Because it’s known that offering formative feedback on early-phase writing will facilitate students’ writing development, the UC Irvine team in their earlier June 2024 study also examined the capacity of ChatGPT to deliver effective formative feedback on rough drafts. “Well-trained evaluators provided higher quality feedback than ChatGPT,” said the researchers, concluding that overall, the human evaluators performed better.

Nevertheless, the researchers still argued in favor of a specific role that generative AI could play in providing automated formative feedback:

Even if ChatGPT’s feedback is not perfect, it can still facilitate writing instruction by engaging and motivating students and assisting teachers with managing large classes, thus providing them more time for individual feedback or differentiated writing instruction (Grimes & Warschauer, 2010).
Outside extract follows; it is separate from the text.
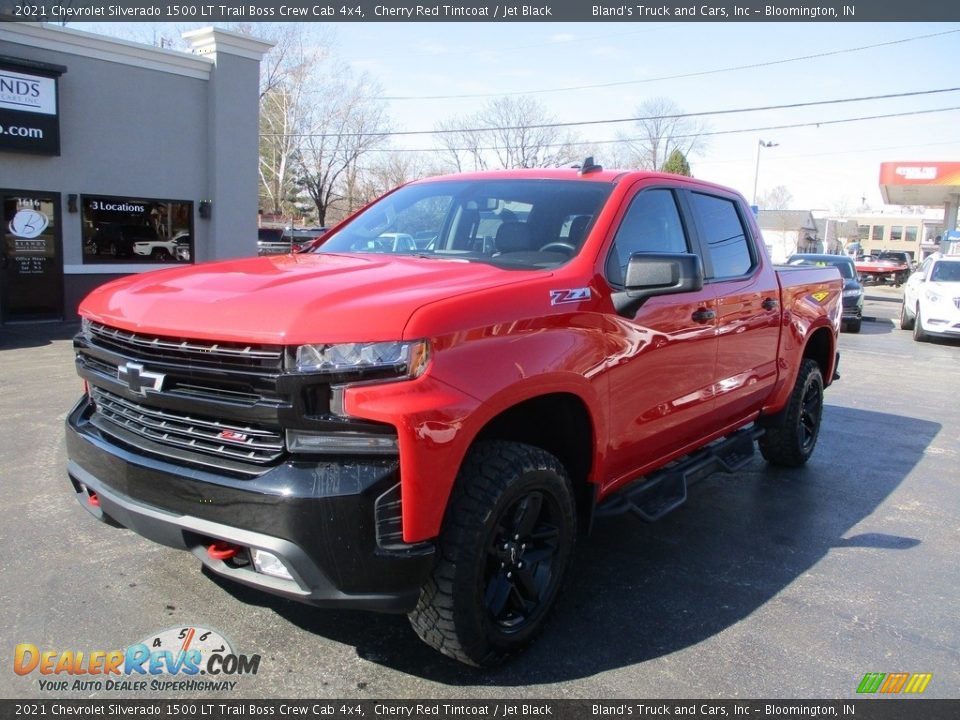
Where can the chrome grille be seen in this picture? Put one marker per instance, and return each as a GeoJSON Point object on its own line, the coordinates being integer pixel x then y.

Given our results, we see a plausible use case for generative AI: providing feedback in the early phases of writing, where students seek immediate feedback on rough drafts. This would precede, not replace, teacher-provided formative or summative evaluation that is often more accurate and more tailored to student-specific characteristics, albeit less timely.

“I Couldn’t Go Backwards Now”

Meanwhile, up north in Chico, Alex Rainey teaches fourth-grade English at Chico Country Day School—and she’s certainly using ChatGPT for much more than rough-draft formative feedback.

Using the same OpenAI GPT-4 system that’s accessed by Writable, her $20-per-month subscription version of ChatGPT grades Rainey’s papers and writes her feedback for her students.

But Rainey must first perform some prompt engineering and “one-shot” model pre-training. She then has to upload to ChatGPT her own prompts containing examples of her written feedback and her grading standards rubric. She told Johnson that she had usually relied on the AI system to analyze completed assignments’ sentence structure and grammar while she manually assessed her students’ creativity.

Rainey said, “I feel like the feedback it gave was very similar to how I grade my kids, like my brain was tapped into it.” And she agreed with Roberts about the dramatic time savings that typically compressed many protracted hours of work for Rainey into only a portion of an hour.

However, in her only difference of opinion with Roberts, Rainey emphatically believes that teachers need to monitor both the AI platform’s automated feedback and the grades the system assigns. Yet she nevertheless agreed that her students had also become better writers because the much faster automated feedback made more writing assignments possible.

“I think it’s amazing. I couldn’t go backwards now,” she told Johnson.